Vishegirskaya also says in the video that she repeatedly told AP that she did not want to be filmed, but recordings of AP journalists’ interactions with her contradict that. The video shows the reporters’ first encounter with her outside the hospital, where she is wrapped in a blanket and looking directly at the camera.

“How are you?” Chernov asks, and Vishegirskaya replies: “Everything is fine. I’m feeling fine.” Someone off-camera says, “Let’s go,” and she replies, “Yes, let’s go, please,” before entering the building with a first responder to get her belongings.

During the exchange, Vishegirskaya is aware that she is in front of the camera and makes no indication that she does not wish to be filmed. AP reporters also said that neither she nor her husband ever indicated they did not agree to be filmed or interviewed when speaking with the couple on March 11, the day after she was born.

In a video recorded that day, she discussed what she saw and heard at the hospital. The question of whether it was hit by air raids or shelling was not explicitly mentioned. The only hint Vishegirskaya made on the matter was that she wasn’t sure where the strike came from.

“I did not see with my own eyes from whom it flew, from where, what and in which direction. We don’t know,” she told the AP on camera, adding, “There are a lot of rumors, but actually we can’t say anything.”

Vishegirskaya’s newly released comments actually contradict talking points that Russia has been pushing after the bombing. The country’s embassy in the UK had shared AP photos of Vishegirskaya and another woman wounded on a stretcher, putting the word “FAKE” over the images and claiming Vishegirskaya wore “realistic make-up” on both of them ” poses.

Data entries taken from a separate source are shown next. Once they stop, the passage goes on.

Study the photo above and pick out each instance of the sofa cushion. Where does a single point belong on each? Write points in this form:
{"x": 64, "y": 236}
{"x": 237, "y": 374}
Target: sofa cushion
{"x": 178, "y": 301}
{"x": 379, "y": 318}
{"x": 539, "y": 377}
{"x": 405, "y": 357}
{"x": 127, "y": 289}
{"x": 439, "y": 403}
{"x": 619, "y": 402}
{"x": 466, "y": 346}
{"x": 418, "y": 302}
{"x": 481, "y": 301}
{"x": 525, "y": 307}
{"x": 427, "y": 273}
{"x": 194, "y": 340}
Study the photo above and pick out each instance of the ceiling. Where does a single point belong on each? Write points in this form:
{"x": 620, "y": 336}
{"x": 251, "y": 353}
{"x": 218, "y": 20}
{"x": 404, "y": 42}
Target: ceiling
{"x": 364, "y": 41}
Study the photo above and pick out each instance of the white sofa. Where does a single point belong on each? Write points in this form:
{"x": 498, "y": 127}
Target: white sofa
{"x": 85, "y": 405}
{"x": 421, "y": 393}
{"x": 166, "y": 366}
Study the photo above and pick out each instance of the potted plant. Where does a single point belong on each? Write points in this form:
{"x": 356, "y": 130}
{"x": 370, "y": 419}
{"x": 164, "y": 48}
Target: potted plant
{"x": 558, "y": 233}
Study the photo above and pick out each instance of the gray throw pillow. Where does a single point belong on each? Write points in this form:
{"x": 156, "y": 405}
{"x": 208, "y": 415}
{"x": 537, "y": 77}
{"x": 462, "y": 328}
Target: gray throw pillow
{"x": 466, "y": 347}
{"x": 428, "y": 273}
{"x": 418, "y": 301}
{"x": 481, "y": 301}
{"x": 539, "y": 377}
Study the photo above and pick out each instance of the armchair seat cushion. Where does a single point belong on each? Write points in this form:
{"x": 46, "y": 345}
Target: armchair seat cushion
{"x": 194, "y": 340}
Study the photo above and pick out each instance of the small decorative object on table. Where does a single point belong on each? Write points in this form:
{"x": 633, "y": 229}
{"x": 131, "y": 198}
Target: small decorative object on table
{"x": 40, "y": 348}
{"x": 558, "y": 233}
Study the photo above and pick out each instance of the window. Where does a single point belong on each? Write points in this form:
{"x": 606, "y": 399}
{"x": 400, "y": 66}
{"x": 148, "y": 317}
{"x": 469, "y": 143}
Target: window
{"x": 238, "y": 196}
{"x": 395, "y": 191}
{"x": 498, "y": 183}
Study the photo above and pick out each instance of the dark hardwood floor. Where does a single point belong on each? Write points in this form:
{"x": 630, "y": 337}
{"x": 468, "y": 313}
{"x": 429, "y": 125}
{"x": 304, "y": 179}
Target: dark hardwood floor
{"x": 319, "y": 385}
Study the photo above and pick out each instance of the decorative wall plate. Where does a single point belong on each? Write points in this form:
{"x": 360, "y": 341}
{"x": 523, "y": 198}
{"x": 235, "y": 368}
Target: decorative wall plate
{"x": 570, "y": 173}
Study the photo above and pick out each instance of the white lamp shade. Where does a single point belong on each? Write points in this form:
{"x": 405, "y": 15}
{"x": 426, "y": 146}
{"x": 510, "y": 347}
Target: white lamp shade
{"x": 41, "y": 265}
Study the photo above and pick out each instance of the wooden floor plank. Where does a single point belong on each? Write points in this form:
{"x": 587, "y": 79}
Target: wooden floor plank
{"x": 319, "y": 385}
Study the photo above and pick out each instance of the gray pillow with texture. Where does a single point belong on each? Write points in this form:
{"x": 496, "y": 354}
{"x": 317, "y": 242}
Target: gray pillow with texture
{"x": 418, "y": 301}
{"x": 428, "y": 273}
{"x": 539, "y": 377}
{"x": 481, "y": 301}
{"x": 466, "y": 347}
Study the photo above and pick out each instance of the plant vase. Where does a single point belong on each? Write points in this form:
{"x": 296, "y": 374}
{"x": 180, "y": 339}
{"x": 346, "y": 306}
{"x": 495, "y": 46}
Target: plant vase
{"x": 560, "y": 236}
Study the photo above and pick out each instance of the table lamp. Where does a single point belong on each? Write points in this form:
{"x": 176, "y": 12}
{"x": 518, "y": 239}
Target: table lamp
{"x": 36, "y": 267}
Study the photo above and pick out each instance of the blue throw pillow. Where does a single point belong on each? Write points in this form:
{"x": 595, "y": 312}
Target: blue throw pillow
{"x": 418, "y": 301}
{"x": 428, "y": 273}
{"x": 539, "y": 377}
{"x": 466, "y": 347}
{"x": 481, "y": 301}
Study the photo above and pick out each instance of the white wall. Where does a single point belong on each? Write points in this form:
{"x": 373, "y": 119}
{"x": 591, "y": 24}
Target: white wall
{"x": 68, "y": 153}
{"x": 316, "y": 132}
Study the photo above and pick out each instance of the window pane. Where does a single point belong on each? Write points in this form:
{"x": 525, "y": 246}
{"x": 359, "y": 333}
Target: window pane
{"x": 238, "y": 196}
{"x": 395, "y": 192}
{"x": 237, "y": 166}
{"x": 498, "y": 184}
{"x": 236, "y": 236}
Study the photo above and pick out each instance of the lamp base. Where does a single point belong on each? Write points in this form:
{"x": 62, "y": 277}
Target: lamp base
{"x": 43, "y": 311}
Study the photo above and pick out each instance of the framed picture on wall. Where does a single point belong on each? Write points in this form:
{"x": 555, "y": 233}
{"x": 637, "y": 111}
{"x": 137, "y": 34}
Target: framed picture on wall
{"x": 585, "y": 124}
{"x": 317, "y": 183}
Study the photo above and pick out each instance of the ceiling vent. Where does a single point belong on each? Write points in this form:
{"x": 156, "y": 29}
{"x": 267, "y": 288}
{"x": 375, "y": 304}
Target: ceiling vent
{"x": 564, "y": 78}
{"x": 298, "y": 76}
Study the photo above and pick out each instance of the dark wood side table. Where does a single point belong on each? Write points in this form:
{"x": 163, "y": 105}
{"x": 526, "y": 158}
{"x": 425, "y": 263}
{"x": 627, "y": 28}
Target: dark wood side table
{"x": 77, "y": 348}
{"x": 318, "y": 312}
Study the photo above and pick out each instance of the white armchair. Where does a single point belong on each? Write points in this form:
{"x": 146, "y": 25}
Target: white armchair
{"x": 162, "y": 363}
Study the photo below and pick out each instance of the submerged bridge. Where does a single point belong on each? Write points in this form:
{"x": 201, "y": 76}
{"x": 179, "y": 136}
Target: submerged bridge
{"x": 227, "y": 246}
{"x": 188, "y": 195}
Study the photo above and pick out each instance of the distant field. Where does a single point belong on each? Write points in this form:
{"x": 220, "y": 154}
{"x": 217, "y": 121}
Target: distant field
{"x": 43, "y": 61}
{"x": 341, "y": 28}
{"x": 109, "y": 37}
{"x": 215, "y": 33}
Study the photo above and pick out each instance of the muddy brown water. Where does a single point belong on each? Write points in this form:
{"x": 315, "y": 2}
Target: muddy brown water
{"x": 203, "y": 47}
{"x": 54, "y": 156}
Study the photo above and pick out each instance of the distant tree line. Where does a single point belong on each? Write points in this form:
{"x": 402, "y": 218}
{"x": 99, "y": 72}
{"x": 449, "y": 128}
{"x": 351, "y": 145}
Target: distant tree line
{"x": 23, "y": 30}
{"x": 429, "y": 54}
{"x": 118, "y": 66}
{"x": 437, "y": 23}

The misinformation was repeated by Russian ambassadors in other parts of the world.

In reality, the photos showed two different women, and Vishegirskaya confirms in the new interview that she was injured in the attack and that the woman on the stretcher was different.

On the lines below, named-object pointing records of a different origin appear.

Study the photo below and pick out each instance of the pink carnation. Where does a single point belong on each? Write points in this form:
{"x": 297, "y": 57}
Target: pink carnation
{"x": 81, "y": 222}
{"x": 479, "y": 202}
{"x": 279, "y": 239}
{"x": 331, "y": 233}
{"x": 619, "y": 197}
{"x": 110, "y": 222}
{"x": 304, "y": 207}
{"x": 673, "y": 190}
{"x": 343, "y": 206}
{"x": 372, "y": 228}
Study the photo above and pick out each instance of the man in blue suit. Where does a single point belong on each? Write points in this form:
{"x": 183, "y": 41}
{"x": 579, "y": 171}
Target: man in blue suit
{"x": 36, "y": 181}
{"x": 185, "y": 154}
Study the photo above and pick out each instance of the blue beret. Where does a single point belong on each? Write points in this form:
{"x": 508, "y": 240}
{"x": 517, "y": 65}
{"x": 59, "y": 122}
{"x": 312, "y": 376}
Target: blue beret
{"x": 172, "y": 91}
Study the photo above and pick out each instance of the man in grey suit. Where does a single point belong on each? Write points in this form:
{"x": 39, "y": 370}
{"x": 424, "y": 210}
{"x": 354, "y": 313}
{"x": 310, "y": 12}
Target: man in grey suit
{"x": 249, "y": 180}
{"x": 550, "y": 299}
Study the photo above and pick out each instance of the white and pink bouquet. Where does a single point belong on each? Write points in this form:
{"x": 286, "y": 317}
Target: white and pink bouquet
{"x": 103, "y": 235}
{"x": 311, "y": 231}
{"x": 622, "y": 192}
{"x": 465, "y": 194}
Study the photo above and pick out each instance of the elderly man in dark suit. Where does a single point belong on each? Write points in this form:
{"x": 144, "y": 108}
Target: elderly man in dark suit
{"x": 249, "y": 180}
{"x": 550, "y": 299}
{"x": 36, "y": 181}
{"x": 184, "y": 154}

The Russian government-affiliated Twitter account that shared the clip ignored the contradictions and presented the interview as the authoritative account.

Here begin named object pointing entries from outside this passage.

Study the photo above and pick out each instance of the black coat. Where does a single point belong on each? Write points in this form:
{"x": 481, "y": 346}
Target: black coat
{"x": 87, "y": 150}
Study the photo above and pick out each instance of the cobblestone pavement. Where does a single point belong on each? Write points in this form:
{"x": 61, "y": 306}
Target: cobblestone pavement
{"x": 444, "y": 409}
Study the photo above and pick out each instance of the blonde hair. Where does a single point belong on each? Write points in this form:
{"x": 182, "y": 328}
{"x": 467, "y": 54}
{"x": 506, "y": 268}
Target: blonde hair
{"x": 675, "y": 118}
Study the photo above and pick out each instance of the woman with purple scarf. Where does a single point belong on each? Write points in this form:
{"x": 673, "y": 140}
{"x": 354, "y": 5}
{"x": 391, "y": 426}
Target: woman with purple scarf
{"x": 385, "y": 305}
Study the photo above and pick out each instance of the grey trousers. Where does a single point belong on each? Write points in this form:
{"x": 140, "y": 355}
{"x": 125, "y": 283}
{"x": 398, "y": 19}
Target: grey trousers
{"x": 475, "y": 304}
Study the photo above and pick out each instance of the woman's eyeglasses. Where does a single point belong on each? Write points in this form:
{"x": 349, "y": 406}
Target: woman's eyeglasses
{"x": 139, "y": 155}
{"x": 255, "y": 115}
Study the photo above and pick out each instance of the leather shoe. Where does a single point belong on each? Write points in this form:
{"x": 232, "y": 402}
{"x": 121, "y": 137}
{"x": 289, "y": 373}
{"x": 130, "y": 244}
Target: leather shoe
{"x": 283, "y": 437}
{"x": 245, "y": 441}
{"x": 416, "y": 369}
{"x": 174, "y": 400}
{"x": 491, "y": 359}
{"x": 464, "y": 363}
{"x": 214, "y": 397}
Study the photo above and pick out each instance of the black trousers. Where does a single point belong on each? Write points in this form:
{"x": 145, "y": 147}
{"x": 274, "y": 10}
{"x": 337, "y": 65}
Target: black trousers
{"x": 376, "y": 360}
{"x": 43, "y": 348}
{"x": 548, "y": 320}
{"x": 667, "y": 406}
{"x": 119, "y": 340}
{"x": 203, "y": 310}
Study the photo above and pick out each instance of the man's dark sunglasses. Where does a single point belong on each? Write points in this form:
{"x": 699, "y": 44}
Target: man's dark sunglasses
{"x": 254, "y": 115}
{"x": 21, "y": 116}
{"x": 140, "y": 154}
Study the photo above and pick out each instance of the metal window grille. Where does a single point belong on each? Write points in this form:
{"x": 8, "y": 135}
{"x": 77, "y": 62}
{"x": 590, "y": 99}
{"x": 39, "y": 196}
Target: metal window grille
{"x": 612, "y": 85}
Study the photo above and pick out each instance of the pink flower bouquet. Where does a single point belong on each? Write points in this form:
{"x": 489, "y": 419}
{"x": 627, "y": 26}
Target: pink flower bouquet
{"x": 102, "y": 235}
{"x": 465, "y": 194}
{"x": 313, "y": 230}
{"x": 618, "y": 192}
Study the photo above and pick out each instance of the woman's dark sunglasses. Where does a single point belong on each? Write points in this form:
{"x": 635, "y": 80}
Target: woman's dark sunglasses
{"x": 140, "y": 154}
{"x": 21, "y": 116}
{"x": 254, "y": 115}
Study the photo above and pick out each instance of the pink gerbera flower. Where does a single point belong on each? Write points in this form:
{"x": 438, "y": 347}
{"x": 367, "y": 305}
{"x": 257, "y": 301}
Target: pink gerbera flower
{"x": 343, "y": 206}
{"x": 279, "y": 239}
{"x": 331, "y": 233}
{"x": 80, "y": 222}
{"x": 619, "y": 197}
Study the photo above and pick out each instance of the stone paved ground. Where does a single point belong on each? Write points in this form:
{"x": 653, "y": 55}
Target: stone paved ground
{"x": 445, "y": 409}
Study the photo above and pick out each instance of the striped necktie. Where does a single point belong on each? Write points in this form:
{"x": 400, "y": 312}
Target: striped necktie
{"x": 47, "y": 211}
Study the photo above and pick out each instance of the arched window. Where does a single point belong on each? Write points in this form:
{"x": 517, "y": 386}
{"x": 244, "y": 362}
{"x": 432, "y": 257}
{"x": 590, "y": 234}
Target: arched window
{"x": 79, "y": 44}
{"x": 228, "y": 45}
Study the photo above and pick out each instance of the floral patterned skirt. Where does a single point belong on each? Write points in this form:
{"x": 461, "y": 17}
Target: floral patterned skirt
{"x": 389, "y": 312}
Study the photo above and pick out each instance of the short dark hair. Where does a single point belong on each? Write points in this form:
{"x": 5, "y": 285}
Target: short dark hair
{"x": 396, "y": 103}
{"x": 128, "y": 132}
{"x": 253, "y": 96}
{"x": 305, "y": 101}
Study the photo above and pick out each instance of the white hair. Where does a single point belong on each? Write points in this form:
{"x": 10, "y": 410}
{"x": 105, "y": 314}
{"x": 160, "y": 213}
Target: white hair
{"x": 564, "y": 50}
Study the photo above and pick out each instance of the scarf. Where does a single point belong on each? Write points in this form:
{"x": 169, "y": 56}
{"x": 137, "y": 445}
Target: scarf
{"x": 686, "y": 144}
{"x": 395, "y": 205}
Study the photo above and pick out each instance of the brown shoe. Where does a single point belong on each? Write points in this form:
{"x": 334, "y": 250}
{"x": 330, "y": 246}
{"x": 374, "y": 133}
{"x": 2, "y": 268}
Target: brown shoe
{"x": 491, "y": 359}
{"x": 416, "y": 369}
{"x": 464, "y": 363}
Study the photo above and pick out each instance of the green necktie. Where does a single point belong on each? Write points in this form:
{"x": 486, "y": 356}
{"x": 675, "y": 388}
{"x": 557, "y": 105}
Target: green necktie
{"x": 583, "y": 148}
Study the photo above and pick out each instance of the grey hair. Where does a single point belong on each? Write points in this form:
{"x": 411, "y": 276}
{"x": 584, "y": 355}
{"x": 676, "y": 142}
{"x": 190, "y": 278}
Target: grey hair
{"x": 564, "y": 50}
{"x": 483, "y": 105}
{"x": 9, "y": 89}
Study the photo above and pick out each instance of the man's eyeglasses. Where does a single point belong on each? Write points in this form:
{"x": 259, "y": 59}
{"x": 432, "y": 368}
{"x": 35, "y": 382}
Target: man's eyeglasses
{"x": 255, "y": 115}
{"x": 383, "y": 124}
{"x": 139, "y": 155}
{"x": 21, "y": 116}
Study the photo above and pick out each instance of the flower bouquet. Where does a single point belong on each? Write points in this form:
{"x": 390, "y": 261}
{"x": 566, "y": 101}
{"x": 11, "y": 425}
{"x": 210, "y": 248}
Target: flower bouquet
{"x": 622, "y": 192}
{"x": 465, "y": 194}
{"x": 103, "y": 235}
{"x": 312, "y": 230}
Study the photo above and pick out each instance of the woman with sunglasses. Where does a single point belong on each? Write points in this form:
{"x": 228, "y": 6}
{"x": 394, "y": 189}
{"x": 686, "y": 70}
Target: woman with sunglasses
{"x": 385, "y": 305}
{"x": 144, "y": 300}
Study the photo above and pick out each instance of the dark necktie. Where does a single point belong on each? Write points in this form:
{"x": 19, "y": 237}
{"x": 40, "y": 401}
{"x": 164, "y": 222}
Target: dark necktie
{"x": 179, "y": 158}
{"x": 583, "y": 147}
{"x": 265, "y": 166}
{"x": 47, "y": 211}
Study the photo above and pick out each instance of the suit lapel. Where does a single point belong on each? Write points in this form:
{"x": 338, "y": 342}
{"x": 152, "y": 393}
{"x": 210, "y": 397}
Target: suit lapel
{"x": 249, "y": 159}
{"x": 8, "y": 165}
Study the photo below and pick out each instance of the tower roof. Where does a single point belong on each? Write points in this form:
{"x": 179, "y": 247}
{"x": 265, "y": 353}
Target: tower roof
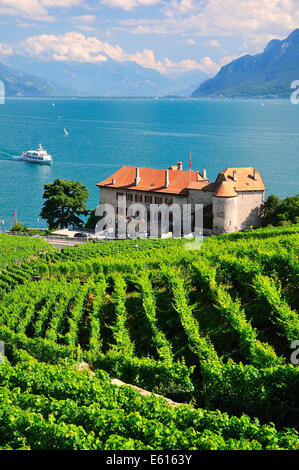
{"x": 225, "y": 189}
{"x": 245, "y": 179}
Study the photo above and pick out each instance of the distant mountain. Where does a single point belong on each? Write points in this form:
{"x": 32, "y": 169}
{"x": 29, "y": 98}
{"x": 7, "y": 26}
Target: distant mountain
{"x": 108, "y": 78}
{"x": 184, "y": 84}
{"x": 265, "y": 75}
{"x": 23, "y": 85}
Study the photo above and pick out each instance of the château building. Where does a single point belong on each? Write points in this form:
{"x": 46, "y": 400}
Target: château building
{"x": 232, "y": 203}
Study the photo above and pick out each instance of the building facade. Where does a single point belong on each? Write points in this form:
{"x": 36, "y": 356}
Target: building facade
{"x": 232, "y": 203}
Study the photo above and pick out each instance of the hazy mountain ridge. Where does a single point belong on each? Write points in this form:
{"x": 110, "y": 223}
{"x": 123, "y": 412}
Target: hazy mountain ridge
{"x": 109, "y": 78}
{"x": 20, "y": 84}
{"x": 265, "y": 75}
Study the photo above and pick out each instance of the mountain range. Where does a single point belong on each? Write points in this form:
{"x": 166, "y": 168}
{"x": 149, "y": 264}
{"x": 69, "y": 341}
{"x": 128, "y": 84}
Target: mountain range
{"x": 265, "y": 75}
{"x": 25, "y": 76}
{"x": 22, "y": 84}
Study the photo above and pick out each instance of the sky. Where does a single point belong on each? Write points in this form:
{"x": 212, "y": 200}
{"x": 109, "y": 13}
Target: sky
{"x": 170, "y": 36}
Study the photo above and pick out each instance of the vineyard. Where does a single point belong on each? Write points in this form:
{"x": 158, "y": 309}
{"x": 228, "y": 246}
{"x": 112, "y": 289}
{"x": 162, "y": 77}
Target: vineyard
{"x": 211, "y": 329}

The AP could not identify the woman on the stretcher, but a surgeon confirmed both she and her baby died from injuries sustained during the attack.

Mariupol, a Sea of ​​Azov port city under siege for over a month, has suffered some of the worst damage of the war and has also become a symbol of Ukrainian resistance to invasion. Located in the predominantly Russian-speaking Donbass region, where Moscow-backed separatists fought Ukrainian forces for eight years, the city’s capture would give Russia an unbroken land corridor to the Crimea peninsula, which it captured in 2014.